Sber presented the Kandinsky 2.1 neural network, which can generate high-quality images in a few seconds from text descriptions in natural language, and also generate images similar to the one given by mixing and modifying several drawings according to the textual description. one, filling in the missing parts of the picture and creating images in endless mode, canvases (interior painting / exterior painting), press service of the bank.
The neural network was developed and trained by Sber AI researchers with the joint support of scientists from AIRI Artificial Intelligence Institute on the combined dataset of Sber AI and SberDevices.
The new Kandinsky 2.1 model inherited the weights of the previous version, trained on 1 billion text-image pairs and also trained on 170 million high-resolution text-image pairs.
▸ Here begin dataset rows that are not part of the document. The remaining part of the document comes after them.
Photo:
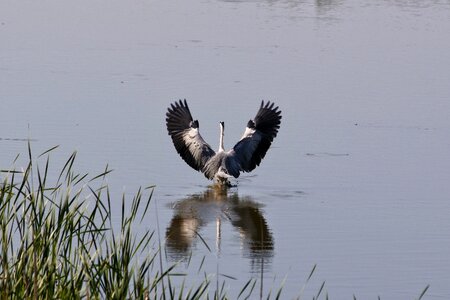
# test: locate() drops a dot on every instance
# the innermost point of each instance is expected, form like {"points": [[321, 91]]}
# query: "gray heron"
{"points": [[245, 156]]}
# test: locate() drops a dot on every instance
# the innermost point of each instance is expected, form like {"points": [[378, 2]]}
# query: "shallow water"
{"points": [[357, 180]]}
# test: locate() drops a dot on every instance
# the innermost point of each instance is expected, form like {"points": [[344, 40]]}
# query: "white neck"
{"points": [[221, 138]]}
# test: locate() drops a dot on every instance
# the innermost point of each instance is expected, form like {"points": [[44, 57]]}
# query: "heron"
{"points": [[222, 165]]}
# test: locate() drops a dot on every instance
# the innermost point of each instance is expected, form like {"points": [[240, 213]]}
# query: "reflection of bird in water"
{"points": [[220, 166], [217, 204]]}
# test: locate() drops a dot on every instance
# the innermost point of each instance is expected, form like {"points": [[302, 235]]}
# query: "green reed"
{"points": [[58, 241]]}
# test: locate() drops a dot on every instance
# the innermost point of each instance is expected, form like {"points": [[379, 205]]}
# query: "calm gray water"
{"points": [[357, 180]]}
“While teaching Kandinsky 2.1, we listened to user feedback and learned the most advanced concepts and implemented a bold hypothesis. As a result, we developed a powerful universal solution for a wide range of tasks at the level of the world’s best analogues. Alexander Vedyakhin, First Vice Chairman of the Board of Sberbank, both business and business It offers tremendous opportunities for the world and the public.”
The neural network was also developed with a new trained autoencoder model, which is also used as a decoder for vector representations of images. This has significantly improved the rendering of high resolution images.
In addition, Kandinsky 2.1 uses not only a coded text description, but also a special representation of the image by the CLIP model. In this form, the neural network creates a picture representation based on textual information and feeds it into the input of the main generative model.